Our study has several limitations: we did not measure certain indices like flattening ratio, anterior-posterior diameter of the median nerve, and CSA at the distal forearm (pronator quadratus). However, despite these, we developed a succinct score to correctly diagnose CTS with approximately 90% accuracy. On the other hand, previous studies have shown inconsistent results with these measures. We did not use predefined questionnaires for evaluation of CTS severity or response measurement. Also, we had an issue with attrition, as not all patients who were injected could be contacted for response measurement. Also, the definition of relapse was patient reported. However, 88 wrists were followed up for median 6 months and maximum duration of follow-up was 30 months. Another issue was that control patients all attended the department for investigation for rheumatic diseases. This could include a potential source of bias. However, all of the controls were carefully investigated clinically and electrophysiological, and after negative results in both, they were included as controls. Finally, a negative scoring may appear counter-intuitive at a first glance. However, the intercept in the detailed final statistical model was significant, and we could not glance over it for the sake of simplicity as it might reflect unexplained variance of the dependent variable and inclusion of the intercept value improved score diagnostics.

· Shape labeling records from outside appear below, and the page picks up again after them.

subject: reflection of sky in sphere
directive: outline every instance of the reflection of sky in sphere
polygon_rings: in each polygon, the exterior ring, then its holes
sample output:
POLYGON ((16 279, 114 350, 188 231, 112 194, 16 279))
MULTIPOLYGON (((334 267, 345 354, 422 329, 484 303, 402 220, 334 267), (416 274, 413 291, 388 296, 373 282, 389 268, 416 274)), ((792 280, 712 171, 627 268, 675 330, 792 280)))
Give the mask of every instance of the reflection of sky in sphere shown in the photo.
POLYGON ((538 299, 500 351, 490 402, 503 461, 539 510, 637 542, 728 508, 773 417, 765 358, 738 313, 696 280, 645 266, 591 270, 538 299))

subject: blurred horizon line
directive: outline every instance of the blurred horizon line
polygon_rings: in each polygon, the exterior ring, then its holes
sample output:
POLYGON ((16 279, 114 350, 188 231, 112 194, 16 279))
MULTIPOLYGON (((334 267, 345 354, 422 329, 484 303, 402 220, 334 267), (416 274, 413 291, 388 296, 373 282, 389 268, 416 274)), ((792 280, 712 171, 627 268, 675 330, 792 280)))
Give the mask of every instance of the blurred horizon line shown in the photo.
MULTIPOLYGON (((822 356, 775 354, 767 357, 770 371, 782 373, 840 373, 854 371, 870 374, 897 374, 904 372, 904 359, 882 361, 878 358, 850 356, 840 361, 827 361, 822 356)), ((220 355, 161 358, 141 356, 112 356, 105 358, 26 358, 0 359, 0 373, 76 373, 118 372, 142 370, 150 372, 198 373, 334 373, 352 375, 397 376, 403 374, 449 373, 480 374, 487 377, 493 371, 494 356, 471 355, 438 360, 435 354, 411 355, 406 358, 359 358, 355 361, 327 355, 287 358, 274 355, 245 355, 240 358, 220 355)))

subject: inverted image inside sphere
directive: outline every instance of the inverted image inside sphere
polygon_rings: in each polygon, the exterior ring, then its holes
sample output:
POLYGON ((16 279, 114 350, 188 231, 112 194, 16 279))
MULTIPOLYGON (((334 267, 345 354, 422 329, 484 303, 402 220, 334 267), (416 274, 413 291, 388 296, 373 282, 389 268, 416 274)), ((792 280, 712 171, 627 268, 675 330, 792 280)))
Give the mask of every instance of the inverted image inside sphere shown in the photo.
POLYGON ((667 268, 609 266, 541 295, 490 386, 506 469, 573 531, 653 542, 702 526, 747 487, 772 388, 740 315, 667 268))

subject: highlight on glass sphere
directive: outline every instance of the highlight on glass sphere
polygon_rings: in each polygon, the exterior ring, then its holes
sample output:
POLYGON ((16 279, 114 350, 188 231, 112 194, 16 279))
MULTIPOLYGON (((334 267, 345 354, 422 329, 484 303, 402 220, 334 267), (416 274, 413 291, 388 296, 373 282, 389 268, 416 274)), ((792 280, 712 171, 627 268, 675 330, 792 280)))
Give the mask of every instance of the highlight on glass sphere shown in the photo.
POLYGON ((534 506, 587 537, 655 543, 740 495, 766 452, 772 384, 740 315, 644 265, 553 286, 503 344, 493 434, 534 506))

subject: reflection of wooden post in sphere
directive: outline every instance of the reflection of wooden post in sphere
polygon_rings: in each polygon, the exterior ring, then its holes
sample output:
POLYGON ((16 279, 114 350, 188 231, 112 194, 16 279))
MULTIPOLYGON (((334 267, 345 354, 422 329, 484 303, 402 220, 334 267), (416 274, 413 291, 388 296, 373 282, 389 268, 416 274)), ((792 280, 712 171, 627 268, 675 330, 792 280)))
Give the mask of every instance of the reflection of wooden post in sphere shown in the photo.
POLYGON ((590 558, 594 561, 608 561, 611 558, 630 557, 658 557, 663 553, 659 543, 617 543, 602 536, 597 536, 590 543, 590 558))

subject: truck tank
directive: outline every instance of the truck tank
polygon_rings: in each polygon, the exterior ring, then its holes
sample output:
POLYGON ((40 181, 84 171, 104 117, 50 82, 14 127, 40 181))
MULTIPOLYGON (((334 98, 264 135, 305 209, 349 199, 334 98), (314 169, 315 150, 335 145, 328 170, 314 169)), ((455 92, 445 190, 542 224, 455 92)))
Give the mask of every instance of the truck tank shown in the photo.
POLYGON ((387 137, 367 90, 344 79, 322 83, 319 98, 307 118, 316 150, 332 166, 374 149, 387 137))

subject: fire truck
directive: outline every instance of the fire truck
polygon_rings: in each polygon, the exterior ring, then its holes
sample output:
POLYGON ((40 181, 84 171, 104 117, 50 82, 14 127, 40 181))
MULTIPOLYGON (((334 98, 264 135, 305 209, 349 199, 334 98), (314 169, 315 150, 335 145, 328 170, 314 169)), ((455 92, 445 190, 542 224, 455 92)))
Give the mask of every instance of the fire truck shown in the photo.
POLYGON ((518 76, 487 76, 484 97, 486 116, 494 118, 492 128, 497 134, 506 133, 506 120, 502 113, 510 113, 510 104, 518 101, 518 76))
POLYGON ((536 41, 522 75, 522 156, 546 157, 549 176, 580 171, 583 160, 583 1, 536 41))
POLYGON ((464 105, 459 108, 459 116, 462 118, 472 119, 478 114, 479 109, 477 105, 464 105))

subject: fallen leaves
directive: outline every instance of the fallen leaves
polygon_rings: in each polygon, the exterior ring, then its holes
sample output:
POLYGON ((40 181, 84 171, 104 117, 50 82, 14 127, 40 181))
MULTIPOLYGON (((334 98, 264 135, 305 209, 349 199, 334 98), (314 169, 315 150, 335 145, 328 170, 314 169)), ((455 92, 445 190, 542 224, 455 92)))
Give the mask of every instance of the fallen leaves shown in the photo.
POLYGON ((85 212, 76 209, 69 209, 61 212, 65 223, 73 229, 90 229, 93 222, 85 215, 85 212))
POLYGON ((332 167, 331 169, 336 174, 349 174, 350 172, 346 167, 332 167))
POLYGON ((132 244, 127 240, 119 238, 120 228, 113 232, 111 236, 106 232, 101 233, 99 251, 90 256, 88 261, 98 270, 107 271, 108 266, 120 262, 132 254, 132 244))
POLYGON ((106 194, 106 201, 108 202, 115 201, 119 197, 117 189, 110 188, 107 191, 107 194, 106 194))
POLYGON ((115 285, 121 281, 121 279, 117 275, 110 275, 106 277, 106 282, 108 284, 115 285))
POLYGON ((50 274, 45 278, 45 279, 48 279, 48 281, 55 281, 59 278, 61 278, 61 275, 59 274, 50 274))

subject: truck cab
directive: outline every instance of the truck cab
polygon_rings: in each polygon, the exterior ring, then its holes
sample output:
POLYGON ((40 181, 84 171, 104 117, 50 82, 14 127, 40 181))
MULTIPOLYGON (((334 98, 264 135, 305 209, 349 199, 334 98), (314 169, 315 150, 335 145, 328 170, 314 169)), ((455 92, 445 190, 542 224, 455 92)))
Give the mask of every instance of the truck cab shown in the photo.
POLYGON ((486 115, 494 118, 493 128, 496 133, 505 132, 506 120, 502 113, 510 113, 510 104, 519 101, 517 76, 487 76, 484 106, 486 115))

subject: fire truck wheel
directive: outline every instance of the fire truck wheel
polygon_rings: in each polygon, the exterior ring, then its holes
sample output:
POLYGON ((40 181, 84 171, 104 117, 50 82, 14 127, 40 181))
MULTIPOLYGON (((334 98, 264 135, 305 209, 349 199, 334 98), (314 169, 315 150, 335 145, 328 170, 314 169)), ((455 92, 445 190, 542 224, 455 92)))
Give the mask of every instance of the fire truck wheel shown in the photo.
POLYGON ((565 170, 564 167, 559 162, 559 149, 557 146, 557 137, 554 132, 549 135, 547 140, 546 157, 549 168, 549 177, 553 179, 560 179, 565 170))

In conclusion, measurements of median nerve CSAp, CSAd, and ancillary radiological features like retinaculum bowing, flexor tenosynovitis, and intraneural echogenicity changes are important US diagnostic hallmarks of CTS. We have developed a US composite diagnostic score for higher diagnostic accuracy. Initial response to corticosteroid injection was satisfactory in up to 70% of cases. Bowing of flexor retinaculum predicted initial beneficial injections. However, the relapse of symptoms occurred in up to 30% of cases, which was predicted by bowing.